Qualche settimana fa abbiamo salutato per sempre il roaming, e nel farlo vi abbiamo dato tutti i dettagli di quanto è stato deciso a Strasburgo durante l’ultima plenaria del Parlamento Europeo. Ma non saremmo professionali se non vi spiegassimo anche un’altra decisione presa dall’UE, che riguarda la cosiddetta Net Neutrality.

Secondo questa definizione viene considerata neutrale una rete a banda larga priva di restrizioni arbitrarie, che consente all’utente finale di avere a disposizione in modo totalmente libero ogni contenuto, servizio o applicazione, senza il pericolo di incappare in pagine bloccate o a cui è più difficile accedere.

Molti paesi del mondo sono sottoposti a un vero e proprio regime di censura in questo senso; basta pensare alla Cina (in cui Facebook e Google praticamente non esistono) o agli Stati del Medioriente e del Nord Africa, in cui specialmente nelle fasi di maggior tensione e conflitto viene impedito l’accesso ai social o a Youtube per motivi di ordine pubblico (reale o presunto che sia). Certamente la situazione non è la stessa nel nostro Paese e in tutta l’UE, ma quasi nessuno Stato in realtà è completamente esente da questo tipo di ostacoli.

La decisione presa dal Parlamento Europeo, che introduce una vera e propria normativa europea in materia, dovrebbe aver messo fine a questo regime di neutralità parziale della Rete. Ma il condizionale è d’obbligo dato che, analizzando le disposizioni che entreranno in vigore, alcuni punti appaiono poco chiari. Chi già da tempo richiedeva una regolamentazione europea dell’accesso al Web,  non casualmente, ha giudicato il testo in realtà troppo vago.

I punti che hanno suscitato più critiche sono quelli che riguardano i cosiddetti “servizi specializzati” – cioè quei servizi di nuovo genere, prime fra tutte le web tv – che richiedendo speciali garanzie di qualità potrebbero esser dotati di una corsia preferenziale all’accesso, e quindi partire più avvantaggiati rispetto agli altri. Il timore è che un servizio, servendosi semplicemente della dicitura “specializzato”, potrebbe banalmente avere più clienti,  mettendo così in discussione il regime di equa concorrenza che la nuova normativa vuole mettere in atto.

Suscita perplessità anche l’approvazione dello Zero Rating, in funzione del quale gli operatori possono decidere di offrire ai propri clienti alcuni servizi (soprattutto applicazioni per gli smartphone), senza che questi consumino il traffico dati disponibile.

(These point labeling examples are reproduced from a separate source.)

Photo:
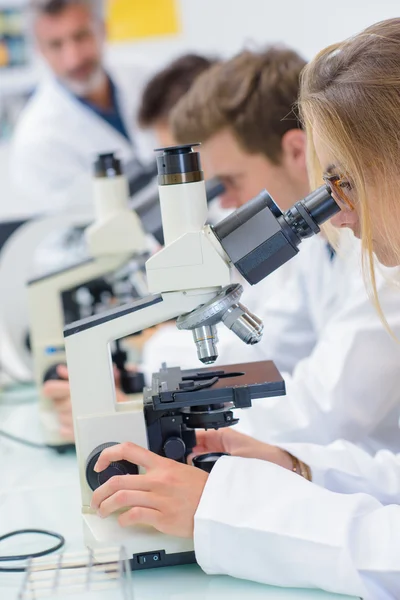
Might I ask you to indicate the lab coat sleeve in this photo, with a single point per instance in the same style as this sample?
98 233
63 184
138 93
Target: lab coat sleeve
345 388
346 468
257 521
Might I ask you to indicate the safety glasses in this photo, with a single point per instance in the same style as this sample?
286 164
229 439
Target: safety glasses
338 187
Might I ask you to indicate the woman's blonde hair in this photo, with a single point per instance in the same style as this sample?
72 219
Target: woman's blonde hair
350 98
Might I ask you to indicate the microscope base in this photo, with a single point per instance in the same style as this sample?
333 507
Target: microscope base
145 547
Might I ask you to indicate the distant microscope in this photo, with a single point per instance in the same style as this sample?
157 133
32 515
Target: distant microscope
190 281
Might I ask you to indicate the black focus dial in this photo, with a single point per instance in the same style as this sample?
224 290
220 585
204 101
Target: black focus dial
120 467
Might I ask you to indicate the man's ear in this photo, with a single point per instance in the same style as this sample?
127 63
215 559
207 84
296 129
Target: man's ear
294 148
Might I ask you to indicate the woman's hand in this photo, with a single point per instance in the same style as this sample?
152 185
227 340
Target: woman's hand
58 390
237 444
166 497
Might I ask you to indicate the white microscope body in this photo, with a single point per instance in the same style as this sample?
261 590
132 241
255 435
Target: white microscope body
189 279
188 272
112 240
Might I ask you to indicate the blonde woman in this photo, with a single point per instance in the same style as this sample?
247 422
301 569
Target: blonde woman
263 519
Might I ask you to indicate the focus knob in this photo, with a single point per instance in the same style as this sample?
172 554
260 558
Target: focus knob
120 467
174 448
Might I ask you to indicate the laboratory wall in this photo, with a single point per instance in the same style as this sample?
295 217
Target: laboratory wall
214 27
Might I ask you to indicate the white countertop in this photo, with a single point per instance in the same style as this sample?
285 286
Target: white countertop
39 489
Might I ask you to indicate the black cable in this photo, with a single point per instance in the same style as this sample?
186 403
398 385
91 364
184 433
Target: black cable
15 557
19 440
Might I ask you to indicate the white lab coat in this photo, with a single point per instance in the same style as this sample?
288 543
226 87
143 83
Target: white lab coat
339 364
258 521
58 138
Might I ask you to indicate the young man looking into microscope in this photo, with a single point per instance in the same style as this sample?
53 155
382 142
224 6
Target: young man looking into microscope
320 327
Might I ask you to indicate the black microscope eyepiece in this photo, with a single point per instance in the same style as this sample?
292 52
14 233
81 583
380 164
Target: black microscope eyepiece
179 164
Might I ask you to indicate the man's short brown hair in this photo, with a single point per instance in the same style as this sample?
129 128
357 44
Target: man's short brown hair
254 95
167 87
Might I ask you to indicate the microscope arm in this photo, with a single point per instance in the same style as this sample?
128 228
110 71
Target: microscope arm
97 416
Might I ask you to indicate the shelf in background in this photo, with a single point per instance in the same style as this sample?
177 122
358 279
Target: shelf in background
18 80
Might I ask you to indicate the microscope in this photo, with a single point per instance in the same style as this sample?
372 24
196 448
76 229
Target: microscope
189 280
117 246
113 240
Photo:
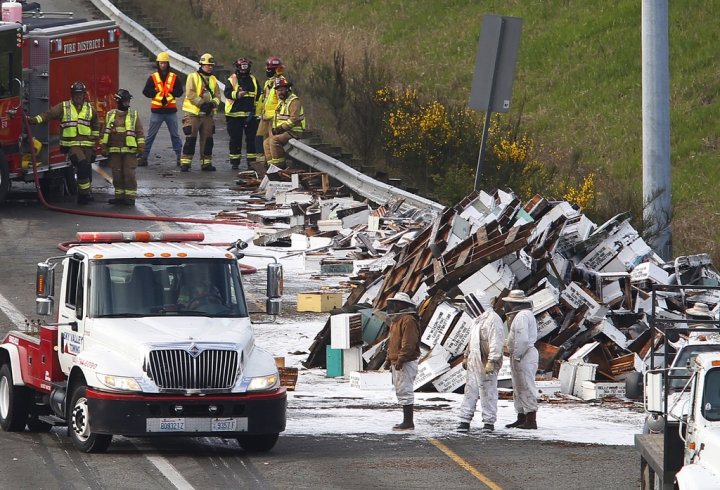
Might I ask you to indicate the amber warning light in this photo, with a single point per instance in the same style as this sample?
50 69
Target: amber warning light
138 236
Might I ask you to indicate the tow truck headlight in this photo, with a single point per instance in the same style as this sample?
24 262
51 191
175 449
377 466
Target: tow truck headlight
119 382
264 383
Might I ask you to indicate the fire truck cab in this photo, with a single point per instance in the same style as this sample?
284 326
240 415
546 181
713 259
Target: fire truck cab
39 60
152 338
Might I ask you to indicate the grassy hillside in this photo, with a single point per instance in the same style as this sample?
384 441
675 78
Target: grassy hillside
578 78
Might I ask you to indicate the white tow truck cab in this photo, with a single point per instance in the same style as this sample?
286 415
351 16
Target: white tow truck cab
152 338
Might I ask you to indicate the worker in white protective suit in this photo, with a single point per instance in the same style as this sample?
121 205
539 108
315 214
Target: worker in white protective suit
483 360
523 357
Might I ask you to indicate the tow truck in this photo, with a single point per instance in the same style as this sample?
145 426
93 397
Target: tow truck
682 448
152 337
39 60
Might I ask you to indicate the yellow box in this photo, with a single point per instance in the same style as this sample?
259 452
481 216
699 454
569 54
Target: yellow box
319 301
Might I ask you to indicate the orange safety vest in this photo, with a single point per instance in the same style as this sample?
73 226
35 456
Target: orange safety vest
163 90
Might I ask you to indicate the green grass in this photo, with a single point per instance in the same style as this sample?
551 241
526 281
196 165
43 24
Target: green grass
578 72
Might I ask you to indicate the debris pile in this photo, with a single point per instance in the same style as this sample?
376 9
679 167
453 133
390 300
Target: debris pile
589 286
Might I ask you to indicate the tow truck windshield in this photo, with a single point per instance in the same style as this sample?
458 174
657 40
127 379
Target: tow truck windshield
158 287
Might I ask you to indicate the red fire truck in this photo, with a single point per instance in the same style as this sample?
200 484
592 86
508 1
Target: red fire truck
39 60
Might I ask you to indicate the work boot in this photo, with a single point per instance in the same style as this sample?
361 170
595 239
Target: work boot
407 423
518 422
530 421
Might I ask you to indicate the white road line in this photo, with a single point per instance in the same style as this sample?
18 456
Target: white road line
11 312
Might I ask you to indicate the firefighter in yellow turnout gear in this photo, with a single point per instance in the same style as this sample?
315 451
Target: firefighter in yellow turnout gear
79 130
267 104
202 98
288 123
123 140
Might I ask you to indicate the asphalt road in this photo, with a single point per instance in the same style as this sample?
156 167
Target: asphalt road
29 233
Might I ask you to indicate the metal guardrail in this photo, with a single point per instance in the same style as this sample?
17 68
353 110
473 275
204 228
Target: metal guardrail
360 183
131 28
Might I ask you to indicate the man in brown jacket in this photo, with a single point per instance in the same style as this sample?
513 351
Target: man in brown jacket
403 353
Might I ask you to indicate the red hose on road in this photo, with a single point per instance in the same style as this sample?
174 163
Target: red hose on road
113 215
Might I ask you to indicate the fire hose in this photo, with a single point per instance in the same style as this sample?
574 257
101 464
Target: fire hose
245 269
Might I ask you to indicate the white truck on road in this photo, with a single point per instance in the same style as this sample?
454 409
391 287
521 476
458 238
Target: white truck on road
152 338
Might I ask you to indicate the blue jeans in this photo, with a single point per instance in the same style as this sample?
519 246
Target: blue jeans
156 121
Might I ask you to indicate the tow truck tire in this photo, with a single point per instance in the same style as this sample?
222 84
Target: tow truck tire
633 386
258 443
79 427
13 403
4 177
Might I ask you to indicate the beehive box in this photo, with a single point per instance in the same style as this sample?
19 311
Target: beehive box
319 301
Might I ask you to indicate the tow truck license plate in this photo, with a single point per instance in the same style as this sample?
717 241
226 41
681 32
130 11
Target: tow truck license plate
172 425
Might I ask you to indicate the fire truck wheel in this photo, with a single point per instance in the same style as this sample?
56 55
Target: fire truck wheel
4 177
79 426
258 443
13 403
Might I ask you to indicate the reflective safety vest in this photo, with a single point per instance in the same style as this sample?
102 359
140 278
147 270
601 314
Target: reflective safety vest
230 102
282 114
163 90
74 123
270 101
128 128
188 106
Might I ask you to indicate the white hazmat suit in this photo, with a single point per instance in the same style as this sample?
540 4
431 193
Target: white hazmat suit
484 359
523 361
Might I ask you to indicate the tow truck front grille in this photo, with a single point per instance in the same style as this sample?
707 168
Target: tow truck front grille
178 370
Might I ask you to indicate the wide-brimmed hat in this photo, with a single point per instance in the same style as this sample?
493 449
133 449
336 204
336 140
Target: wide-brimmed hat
700 309
517 296
404 297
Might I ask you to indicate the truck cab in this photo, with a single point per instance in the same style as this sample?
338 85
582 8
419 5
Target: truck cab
152 338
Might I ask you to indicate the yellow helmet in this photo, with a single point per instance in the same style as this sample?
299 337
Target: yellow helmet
207 59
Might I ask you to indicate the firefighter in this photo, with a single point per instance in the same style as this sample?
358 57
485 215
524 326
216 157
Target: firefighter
164 90
288 123
79 132
483 360
267 104
202 98
403 353
241 96
523 355
122 142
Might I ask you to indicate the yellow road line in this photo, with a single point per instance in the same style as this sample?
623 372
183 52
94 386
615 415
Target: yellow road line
461 462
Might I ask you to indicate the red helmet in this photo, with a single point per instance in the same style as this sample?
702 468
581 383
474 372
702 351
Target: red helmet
273 63
243 65
282 82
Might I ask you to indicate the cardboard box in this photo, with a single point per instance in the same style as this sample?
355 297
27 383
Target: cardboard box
593 390
371 380
319 301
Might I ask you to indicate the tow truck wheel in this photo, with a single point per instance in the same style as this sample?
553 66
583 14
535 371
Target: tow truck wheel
4 177
258 443
13 403
79 425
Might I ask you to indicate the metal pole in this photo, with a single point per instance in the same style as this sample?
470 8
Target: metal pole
657 195
488 113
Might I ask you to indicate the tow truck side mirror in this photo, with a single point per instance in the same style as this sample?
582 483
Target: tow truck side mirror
654 397
273 305
44 288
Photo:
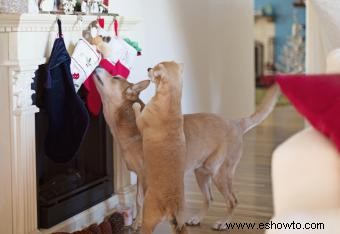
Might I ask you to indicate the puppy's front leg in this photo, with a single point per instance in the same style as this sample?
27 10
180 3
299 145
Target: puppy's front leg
139 201
137 109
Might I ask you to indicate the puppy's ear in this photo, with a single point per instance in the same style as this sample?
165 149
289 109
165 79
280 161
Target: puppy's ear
133 91
160 71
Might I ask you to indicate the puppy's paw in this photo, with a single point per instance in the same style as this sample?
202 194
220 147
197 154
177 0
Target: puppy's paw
220 225
137 224
193 221
136 106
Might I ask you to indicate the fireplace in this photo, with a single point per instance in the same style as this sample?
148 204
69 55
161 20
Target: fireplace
66 189
26 43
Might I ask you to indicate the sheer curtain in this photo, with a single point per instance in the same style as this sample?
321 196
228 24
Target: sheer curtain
323 32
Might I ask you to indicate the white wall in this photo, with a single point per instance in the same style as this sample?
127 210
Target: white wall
214 40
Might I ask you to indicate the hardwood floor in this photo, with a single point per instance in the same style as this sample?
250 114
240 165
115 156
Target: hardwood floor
253 176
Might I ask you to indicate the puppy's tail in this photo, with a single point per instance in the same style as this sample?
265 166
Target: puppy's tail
266 107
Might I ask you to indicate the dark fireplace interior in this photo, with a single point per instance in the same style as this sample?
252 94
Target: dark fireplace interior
66 189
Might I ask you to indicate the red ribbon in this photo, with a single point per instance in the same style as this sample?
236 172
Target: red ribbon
115 24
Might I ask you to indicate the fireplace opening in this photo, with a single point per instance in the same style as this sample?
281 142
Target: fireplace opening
66 189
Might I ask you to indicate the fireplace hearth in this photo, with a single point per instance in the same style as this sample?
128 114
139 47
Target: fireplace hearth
28 182
66 189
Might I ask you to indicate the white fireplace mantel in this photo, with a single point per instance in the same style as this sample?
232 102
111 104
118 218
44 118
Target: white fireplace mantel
25 43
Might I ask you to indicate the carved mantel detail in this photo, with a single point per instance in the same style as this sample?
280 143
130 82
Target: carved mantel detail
25 44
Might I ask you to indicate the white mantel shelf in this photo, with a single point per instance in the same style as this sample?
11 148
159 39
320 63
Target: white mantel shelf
26 41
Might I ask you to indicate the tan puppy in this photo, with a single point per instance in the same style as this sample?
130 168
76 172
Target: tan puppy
161 126
214 145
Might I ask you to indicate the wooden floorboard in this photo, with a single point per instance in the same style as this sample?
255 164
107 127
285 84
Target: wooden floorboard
253 176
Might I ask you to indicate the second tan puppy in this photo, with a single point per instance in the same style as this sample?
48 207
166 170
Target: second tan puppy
161 126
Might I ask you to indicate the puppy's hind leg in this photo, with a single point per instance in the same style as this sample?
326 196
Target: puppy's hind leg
223 180
203 178
152 214
178 224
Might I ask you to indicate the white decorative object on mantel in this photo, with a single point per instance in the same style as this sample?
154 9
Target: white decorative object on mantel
26 40
18 6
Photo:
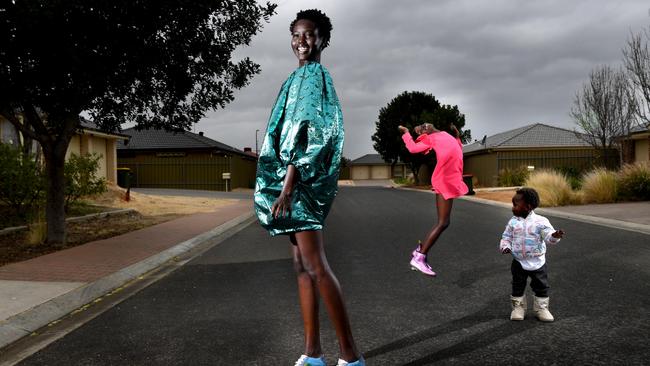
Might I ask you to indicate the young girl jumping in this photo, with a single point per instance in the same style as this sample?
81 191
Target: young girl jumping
446 181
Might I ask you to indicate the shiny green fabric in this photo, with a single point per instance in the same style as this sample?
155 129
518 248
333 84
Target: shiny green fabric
305 129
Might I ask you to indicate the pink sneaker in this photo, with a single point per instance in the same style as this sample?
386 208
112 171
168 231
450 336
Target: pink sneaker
416 250
419 263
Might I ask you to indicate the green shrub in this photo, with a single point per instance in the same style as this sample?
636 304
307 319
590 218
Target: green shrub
553 187
599 186
512 177
572 174
21 180
81 178
634 181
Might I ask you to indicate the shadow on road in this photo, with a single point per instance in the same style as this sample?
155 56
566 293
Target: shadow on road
469 344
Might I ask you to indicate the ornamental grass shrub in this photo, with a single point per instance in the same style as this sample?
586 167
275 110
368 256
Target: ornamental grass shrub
553 187
599 186
512 177
634 182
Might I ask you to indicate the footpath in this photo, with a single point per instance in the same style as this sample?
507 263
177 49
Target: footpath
39 291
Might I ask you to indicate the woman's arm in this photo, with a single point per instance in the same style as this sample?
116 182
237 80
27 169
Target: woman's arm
412 146
456 134
282 205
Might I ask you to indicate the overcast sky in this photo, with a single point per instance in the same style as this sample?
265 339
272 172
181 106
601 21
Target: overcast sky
506 64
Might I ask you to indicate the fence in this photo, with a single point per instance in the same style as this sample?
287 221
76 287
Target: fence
187 174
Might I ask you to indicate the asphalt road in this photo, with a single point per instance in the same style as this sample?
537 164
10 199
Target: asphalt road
237 303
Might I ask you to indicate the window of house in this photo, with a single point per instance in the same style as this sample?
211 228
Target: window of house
8 133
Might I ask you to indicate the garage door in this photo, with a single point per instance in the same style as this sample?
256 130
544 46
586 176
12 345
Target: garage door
380 172
360 172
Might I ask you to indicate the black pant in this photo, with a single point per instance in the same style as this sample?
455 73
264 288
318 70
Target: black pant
538 280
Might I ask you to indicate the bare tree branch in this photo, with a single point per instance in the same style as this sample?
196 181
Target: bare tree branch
636 59
605 108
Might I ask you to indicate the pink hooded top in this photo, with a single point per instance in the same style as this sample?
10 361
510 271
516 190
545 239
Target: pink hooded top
447 177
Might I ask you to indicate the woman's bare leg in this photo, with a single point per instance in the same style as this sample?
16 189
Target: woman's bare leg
308 296
443 207
310 247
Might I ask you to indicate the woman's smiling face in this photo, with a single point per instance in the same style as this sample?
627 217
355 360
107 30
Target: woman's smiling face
305 41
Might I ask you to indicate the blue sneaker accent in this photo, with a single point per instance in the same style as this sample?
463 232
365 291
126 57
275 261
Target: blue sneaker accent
304 360
359 362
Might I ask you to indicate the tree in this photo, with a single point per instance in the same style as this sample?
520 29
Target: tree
604 109
411 109
636 58
156 63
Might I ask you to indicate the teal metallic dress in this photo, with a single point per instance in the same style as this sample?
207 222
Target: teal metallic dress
305 129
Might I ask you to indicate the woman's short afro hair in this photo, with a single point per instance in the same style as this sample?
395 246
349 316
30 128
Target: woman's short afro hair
323 23
529 196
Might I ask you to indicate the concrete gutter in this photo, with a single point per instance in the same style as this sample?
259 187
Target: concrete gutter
29 321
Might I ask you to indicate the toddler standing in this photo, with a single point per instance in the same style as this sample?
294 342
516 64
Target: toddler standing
525 237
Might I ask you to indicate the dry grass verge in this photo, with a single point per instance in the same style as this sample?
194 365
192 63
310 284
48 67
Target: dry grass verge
151 210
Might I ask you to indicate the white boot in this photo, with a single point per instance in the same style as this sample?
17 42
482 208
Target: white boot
541 309
518 307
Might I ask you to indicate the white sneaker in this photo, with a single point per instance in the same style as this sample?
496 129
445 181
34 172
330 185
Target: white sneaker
305 360
359 362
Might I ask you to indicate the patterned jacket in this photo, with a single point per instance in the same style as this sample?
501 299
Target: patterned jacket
527 239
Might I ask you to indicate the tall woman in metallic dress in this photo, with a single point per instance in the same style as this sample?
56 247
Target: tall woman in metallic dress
296 182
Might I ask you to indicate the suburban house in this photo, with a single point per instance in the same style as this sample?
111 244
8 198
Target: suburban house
536 146
184 160
636 145
372 166
89 139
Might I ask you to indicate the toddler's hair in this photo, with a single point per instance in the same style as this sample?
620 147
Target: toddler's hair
322 22
530 196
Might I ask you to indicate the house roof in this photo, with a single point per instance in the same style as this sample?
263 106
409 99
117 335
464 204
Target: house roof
370 159
163 140
639 129
531 136
92 126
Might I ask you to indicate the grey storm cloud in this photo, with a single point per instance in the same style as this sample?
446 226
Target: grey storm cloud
504 63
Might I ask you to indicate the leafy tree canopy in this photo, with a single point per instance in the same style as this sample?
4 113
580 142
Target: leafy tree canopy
155 63
411 109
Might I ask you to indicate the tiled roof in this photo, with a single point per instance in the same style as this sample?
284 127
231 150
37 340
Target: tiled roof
370 159
161 140
91 125
639 128
535 135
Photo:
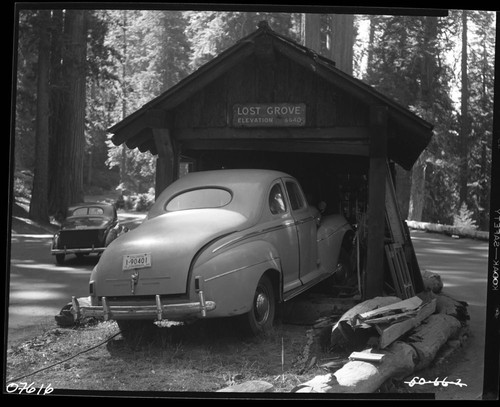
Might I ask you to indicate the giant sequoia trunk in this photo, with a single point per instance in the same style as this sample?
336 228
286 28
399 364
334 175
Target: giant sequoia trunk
39 205
343 41
464 127
68 177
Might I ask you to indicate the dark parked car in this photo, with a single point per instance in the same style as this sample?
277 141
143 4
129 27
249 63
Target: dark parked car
218 244
87 228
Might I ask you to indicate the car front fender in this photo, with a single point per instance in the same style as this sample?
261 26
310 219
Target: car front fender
230 278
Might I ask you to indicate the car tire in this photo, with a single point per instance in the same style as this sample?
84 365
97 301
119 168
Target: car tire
343 270
135 332
260 318
112 234
60 258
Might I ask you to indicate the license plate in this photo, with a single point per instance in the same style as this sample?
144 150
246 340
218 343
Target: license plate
136 261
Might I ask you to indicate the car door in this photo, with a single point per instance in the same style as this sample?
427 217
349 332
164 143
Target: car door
283 235
305 222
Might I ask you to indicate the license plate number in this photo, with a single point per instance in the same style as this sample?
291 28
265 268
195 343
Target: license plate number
135 261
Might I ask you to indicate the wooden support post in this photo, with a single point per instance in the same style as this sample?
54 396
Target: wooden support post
167 162
374 276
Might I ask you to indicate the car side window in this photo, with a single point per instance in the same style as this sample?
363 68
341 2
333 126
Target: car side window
295 195
276 200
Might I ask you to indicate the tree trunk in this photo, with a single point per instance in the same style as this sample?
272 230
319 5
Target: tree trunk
71 143
417 196
403 190
57 103
464 127
39 199
371 40
341 50
312 32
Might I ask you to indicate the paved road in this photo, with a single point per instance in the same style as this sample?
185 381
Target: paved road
462 265
39 288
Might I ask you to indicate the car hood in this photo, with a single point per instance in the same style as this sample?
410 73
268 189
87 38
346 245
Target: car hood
171 240
85 223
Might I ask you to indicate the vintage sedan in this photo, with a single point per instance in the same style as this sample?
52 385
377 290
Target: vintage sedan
223 243
87 228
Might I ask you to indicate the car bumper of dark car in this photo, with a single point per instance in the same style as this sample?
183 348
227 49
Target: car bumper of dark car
158 311
83 250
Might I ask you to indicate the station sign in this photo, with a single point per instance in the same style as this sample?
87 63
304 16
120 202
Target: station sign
269 115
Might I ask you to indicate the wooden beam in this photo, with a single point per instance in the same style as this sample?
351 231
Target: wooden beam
353 133
341 148
167 162
374 269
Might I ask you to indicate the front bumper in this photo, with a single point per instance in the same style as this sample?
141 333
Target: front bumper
157 312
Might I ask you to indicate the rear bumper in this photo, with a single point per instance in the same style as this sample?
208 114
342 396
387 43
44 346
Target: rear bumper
87 250
156 312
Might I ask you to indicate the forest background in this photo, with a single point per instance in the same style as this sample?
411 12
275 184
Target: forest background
78 72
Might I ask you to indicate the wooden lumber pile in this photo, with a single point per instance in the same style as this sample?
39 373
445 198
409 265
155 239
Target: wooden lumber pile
390 321
410 334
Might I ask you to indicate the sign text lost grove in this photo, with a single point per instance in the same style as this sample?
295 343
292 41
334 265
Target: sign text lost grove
269 115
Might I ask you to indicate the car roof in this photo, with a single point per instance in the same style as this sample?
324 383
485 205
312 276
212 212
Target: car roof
108 208
231 176
250 187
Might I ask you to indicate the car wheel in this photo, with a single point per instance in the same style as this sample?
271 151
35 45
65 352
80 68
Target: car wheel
260 318
134 332
343 270
60 258
110 237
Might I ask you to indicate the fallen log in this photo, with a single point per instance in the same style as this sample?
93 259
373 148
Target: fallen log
252 386
432 282
364 377
343 335
449 306
394 331
431 335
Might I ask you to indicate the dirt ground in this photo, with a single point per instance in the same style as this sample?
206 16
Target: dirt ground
202 357
189 361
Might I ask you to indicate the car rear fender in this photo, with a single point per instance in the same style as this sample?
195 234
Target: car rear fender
230 278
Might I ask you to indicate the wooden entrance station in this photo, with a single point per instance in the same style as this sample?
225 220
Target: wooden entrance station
269 102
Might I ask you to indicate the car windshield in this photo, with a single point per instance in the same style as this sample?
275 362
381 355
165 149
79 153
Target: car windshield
199 198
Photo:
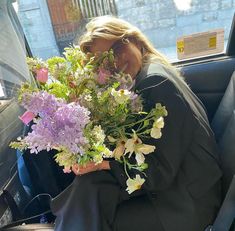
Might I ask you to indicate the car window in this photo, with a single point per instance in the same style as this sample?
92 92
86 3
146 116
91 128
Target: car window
13 72
52 25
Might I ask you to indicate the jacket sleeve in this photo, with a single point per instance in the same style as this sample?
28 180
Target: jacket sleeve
171 148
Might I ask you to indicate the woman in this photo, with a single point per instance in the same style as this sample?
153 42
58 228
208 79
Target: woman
182 190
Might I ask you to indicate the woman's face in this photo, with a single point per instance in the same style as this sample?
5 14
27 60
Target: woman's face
127 54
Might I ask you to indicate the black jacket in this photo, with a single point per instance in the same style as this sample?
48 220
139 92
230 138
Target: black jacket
183 177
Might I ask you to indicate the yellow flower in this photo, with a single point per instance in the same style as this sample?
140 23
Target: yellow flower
134 184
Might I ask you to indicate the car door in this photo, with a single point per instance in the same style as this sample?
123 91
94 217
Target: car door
13 71
209 77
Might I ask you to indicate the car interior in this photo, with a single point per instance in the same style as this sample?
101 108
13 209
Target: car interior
25 204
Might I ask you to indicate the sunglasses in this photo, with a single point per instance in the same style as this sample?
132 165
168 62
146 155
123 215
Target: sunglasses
119 47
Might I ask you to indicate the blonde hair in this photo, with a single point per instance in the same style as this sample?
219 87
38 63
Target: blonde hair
112 28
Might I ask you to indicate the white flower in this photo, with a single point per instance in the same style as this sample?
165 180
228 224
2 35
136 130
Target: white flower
139 158
119 150
98 134
156 129
135 145
159 123
156 133
99 94
121 96
107 153
134 184
98 159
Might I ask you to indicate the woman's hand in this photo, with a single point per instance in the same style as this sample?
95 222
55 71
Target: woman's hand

E’ ciò che succede quando ad esempio utilizziamo la versione offline di Spotify, e che in futuro potrebbe succedere con Facebook ed altri noti social media. La questione non è di poco conto: se le grandi del settore avranno la possibilità di offrire facilmente questo tipo di servizio, non sarà lo stesso per le imprese minori o emergenti, e quindi ancora una volta sarà complicato competere in modo realmente equo.

In conclusione, la sensazione avvertita da molti è che, con l’addio al roaming, l’UE abbia voluto adottare una soluzione di compromesso. Spostando l’attenzione dei media su un argomento altamente attrattivo (il roaming appunto), potrebbe essersi sentita più libera di prendere decisioni più aleatorie per quanto riguarda la neutralità della rete (di per sé scottante in quanto chiama in causa non pochi poteri forti), passando di fatto la palla ai singoli stati membri. Se, però, neppure questi ultimi sapranno dare risposte più concrete in merito, forse il Web potrebbe rischiare di perdere una volta per tutte la definizione di spazio libero e aperto che l’ha accompagnata fin dal momento della sua nascita.